As mentioned before, different audio feature categories can be extracted from infant cry signals using the following domains: cepstral domain, prosodic domain, time domain, image domain, and wavelet domain [
7]. Each domain represents different aspects of the infant’s cry signal and they each present specific information and characteristics. Compared to the time domain features, which are more sensitive to the background noise, the cepstral domain features have been shown to be more robust in modelling characteristics and covering variations within infant crying signals [
7]. These frequency-domain features can be computed using different mathematical tools, including Mel-frequency cepstral coefficients (MFCCs), Linear Prediction Cepstral Coefficients (LPCCs), Bark Frequency Cepstral Coefficients (BFCCs), Gammatone Frequency Cepstral Coefficients (GFCCs), and Linear Frequency Cepstral Coefficients (LFCCs). Indeed, cepstral features have been widely used in the field of speech processing and recognition, and the most frequently used ones to identify infant pathologies are MFCCs, LPCCs, and LFCCs, which have shown better performance compared to time domain features. In particular, MFCCs are the most used and tested features to identify infant pathologies; for example, asphyxia in [
15,
16], and hypothyroidism in [
17], and achieved promising accuracies as presented above. Liu et al. also used MFCCs along with LPCCs and BFCCs and based on a NNs model to identify infant cry reasons and the results showed that BFCCs produced the best classification rate of 76.5% [
25]. Furthermore, the authors in [
26,
27], showed that LFCC performed better than MFCC in distinguishing high-frequency audio signals such as female voice and infant crying signals. On the other hand, GFCCs have been shown to be powerful descriptors in non-speech recognition tasks, such as emotion recognition [
28,
29], understanding the reason behind the crying of infants [
30], and automatic speech recognition [
31]. There is one recent study where authors employed Gammatone Cepstral Coefficients (GTCCs) that are based on the time-representation of the signal for identifying infants suffering from Hypoxic Ischemic Encephalopathy (HIE) based on their cry signal [
32]. It is noteworthy to highlight that our study employs the frequency-representation by extracting GFCCs since they have proved successful in audio recognition tasks [
33].
Prosodic domain features, which include high-level information such as formants, intensity, duration, harmonicity, and unvoiced regions, also contribute in improving the discriminative ability between the crying signals and thus identifying the type of the infant cry signal; an example of this is the identification of asphyxia in [
14]. It has been shown that attaching these features together with frequency domain features contributes to extracting both physiological and physical information from acoustic signals [
7]. Furthermore, image domain features, such as the spectrogram which is a time-frequency image representation of an audio signal and includes both acoustic and prosodic information, can be used to distinguish between healthy and unhealthy infant cries.

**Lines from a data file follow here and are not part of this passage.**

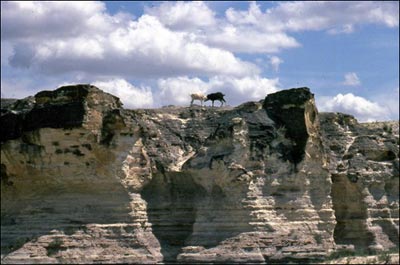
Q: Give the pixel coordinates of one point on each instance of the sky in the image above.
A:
(152, 54)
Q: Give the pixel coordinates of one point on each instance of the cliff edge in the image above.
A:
(85, 181)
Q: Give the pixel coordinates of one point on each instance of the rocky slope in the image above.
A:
(85, 181)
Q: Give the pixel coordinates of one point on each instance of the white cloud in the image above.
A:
(101, 44)
(237, 90)
(33, 21)
(130, 96)
(183, 15)
(328, 15)
(351, 79)
(361, 108)
(248, 39)
(275, 61)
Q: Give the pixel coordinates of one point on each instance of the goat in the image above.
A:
(216, 96)
(197, 96)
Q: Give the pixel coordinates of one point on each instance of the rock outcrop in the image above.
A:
(84, 180)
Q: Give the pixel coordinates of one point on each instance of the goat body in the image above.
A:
(216, 96)
(197, 96)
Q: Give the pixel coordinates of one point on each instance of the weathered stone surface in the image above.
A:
(262, 182)
(365, 180)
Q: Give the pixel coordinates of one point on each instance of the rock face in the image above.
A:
(84, 180)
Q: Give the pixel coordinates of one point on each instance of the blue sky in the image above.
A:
(152, 54)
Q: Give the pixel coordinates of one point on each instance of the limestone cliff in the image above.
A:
(84, 180)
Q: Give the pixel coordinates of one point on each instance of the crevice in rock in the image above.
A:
(350, 212)
(171, 199)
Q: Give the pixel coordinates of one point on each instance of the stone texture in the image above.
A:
(85, 181)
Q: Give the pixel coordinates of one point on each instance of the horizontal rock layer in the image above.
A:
(84, 180)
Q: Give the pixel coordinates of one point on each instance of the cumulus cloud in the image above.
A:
(237, 90)
(130, 96)
(119, 46)
(361, 108)
(183, 15)
(351, 79)
(318, 15)
(275, 61)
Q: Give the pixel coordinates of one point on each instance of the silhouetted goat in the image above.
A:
(216, 96)
(197, 96)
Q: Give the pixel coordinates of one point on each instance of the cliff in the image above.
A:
(85, 181)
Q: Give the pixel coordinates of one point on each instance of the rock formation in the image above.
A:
(84, 180)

It has been widely shown that feeding spectrograms into machine learning algorithms also plays an important role in enhancing the classification of different infant crying signals [
34,
35,
36,
37]. It is, therefore, obvious that each domain contributes to the classification of infant crying signals, and thus the mechanism of generating a combined feature set that takes advantage of different domains deserves to be considered and investigated.
Several relevant recent research works have already shown promising enhancement with combined features to the problem of infant cry signals analysis [
14,
37,
38,
39]. More specifically, Ji et al. showed that combining MFCC features with weighted prosodic features contributed in improving the classification rates of the asphyxiated infant cry signals using a deep learning approach [
14]. In addition, a combined NNs model that combines summative and temporal features was proposed for infant cry classification and outperformed the independently-trained temporal and summative networks [
38]. In addition to that, the authors in [
37] have shown that using hybrid features of the prosodic, spectrogram, and waveform classified by a CNN model produces better infant sound classification rates for the two different datasets. Moreover, a more recent study has investigated the use of hybrid features of MFCC, Spectral Contrast, Chromagram, Mel-scaled Spectrogram, and Tonnetz based on CNN and DFNN learning models [
39]. The results have shown that deep learning models performed better with hybrid features compared to the use of single feature of MFCC. It was shown that combining DCNN with RBF-SVM was capable of achieving up to 88.89% accuracy in classifying infant cries based on the reason of crying [
40]. Incorporating deep learning networks and combining them has shown the potential for state-of-the-art performance. For example, Khatun et al. [
41] proposed a DCNN-LSTM classifier with self-attention model, which was capable of attaining an accuracy of 99.93% for human activity recognition purposes. In another study for classifying MRI brain tumor, authors implemented CNN with PCA in the feature extraction step and fed these features to different machine learning classification algorithms, which yielded a remarkable 99.76% accuracy [
42].
To summarize, most of the existing models focus on analyzing infant cry signals to identify one pathology by using different machine learning techniques. To the best of our knowledge, no studies have addressed classifying RDS cries from sepsis cries using machine learning methods. Moreover, we noticed a lack of studies that give attention to the question of combining cepstral domain features and prosodic domain features to be used in classifying different infant pathologies. Therefore, finding the optimal combination of cepstral and prosodic domains, followed by a fine-tuned machine learning algorithm, remains an open question and needs further research investigations. Therefore, this paper proposes to use different machine learning techniques that use a combined feature set of cepstral and prosodic. The main contributions of this research work can, thus, be summarized as follows:
Different machine learning techniques were used to classify RDS cries from sepsis cries. In this regard, all used ML techniques were fine-tuned to give the best classification rates. Our fundamental goal is to prove the concept that a NCDS can be built, starting with these two pathologies that are most common in newborns.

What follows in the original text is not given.